Dr. Paulo Urban é médico psiquiatra e Psicoterapeuta do Encantamento.

         “Oh! Tu que irradias solidões noturnas, Deus do Disco Lunar, vê! Eu também te acompanho entre os habitantes do Céu que te rodeiam. Eu, morto, Osíris, penetro à minha vontade ora na Região dos Mortos, ora na dos vivos sobre a Terra, em todas as partes às quais meu desejo me conduz!”.

Tal é a citação do segundo capítulo do Livro dos Mortos, cujos papiros eram comumente colocados junto ao corpo mumificado, sob a cabeça do cadáver, conforme o costume funerário egípcio. Outras vezes, passagens de seu sagrado texto eram transcritas nas câmaras mortuárias, principalmente sob a forma de recitações mágicas a serem proferidas pela alma em seus percalços no além. Até que pudesse se apresentar ao tribunal de Osíris, onde seria julgada em razão do que fora sua vida terrena, , a alma (agora separada de , o corpo), teria que sofrer árdua caminhada, cruzar 21 pilares, desvendar 15 entradas e passar por 7 salas de provações.

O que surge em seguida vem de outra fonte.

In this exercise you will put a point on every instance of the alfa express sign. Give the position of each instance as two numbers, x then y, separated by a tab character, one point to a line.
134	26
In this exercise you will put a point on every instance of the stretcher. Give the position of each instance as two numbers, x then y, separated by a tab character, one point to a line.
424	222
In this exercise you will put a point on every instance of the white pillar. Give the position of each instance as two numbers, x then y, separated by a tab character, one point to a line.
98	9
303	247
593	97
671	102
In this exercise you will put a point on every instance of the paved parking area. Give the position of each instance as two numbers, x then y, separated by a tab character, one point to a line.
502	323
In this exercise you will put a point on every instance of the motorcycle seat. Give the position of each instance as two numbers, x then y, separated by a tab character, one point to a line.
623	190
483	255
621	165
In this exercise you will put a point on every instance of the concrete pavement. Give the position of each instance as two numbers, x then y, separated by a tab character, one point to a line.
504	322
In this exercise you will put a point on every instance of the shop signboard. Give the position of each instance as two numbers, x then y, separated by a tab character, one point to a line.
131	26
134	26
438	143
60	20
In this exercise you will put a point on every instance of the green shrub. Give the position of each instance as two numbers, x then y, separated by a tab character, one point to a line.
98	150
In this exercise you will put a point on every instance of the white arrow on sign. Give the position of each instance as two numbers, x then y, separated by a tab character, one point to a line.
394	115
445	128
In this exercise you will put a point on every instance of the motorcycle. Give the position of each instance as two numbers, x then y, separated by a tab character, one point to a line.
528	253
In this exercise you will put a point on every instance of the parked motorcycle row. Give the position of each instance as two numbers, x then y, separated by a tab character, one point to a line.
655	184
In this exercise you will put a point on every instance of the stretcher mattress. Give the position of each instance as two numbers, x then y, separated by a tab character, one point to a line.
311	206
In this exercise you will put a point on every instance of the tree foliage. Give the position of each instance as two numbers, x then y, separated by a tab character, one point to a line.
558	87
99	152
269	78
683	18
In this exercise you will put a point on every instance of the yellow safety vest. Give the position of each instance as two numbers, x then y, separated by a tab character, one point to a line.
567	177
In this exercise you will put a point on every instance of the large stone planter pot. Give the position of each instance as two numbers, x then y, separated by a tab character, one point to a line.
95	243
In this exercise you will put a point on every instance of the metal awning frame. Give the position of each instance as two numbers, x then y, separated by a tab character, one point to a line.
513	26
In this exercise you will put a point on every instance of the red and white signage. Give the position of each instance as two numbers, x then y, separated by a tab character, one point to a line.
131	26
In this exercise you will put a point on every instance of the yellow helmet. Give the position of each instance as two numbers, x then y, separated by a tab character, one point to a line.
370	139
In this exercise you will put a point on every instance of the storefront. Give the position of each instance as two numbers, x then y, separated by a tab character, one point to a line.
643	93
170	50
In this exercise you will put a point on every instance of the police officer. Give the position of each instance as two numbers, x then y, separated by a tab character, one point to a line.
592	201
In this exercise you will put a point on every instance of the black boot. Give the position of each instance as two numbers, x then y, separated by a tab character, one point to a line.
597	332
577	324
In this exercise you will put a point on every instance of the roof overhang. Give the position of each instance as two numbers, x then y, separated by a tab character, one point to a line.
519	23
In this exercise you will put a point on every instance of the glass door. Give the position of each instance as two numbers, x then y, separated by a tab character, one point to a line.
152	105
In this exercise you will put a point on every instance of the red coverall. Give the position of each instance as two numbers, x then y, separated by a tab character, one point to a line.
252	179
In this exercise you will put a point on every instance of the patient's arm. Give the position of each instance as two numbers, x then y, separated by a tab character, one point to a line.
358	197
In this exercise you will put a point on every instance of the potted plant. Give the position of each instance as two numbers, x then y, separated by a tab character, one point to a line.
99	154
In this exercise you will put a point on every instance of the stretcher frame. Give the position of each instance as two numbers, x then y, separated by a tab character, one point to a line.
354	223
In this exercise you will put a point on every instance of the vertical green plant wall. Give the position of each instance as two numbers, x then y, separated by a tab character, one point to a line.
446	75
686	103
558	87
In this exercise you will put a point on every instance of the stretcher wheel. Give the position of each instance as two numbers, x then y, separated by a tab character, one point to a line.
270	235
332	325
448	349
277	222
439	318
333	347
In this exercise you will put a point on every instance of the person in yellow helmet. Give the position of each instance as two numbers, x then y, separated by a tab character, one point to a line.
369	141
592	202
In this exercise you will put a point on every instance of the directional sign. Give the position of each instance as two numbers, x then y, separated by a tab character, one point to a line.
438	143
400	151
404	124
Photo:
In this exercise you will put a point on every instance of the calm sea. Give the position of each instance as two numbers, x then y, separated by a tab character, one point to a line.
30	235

O Livro dos Mortos, como ficou entre nós conhecido o conjunto de textos mortuários, mais de 200 fórmulas mágicas e hinos datados do Império Novo (1550 a.C.) até o período de dominação greco-romana (332 a.C. – 395 d.C.), prestava-se de fato como receita a ser seguida pelas almas que adentravam o desconhecido. Antes, porém, destinava-se a instruir os “vivos” que, uma vez iniciados em seus segredos, poderiam melhor preparar suas almas para o derradeiro julgamento. Por isso, o título verdadeiro deste livro é outro; uma melhor tradução de seu nome seria “Saída para a Luz”, isto é, para o dia, para o renascimento.

4.Escaravelho3.resized

Curiosamente, é o escaravelho, inseto sagrado para os egípcios, que nos remete a essa imagem cíclica de imortalidade. Associado geralmente na escrita hieroglífica ao verbo kheter, a significar “vir à existência”, corresponde à imagem do Sol que renasce de si mesmo. Decididamente, o escaravelho tem esse caráter, pois passa o dia inteiro empurrando entre as patas uma bolinha feita de suas fezes enquanto o Sol está cruzando os céus em direção ao ocaso. Com a chegada da noite ele a enterra, e a fêmea vem colocar aí seus ovos. Ao amanhecer, um jovem escaravelho nasce do excremento para de novo acompanhar o astro rei em seu caminho. Tal qual o Sol que ressurge das sombras da noite, o escaravelho renasce da própria decomposição.

Mas voltemos ao Livro dos Mortos. Alcançando êxito nas ordálias prévias do post-mortem, a alma deparara-se com a implacável figura de Osíris, também seu filho Anúbis (divindade semi-humana com a cabeça de chacal), e outros 42 juízes já paramentados para o grande tribunal. Thot, outra figura estranha, aparentemente humana, mas com cabeça de íbis coberta pelo crescente lunar a sustentar o disco do Sol (conforme vimos na citação do Livro dos Mortos) é o escriba da secreta audiência. E seu tema central é a pesagem do coração, órgão este associado à idéia da alma. A deusa Maat, cujo nome significa “verdade”, é o fiel da balança. Quase exclusivamente representada por uma pena de avestruz, é ela quem se coloca sobre o outro prato da balança, a servir de contrapeso ao coração. Se este for mais pesado, é porque a alma é impura, e o cão Anúbis o atira a uma terrível divindade híbrida que o devora. Caso seu peso seja tão justo quanto a pena de Maat, a alma imaculada, triunfante, é então entregue aos cuidados de Osíris.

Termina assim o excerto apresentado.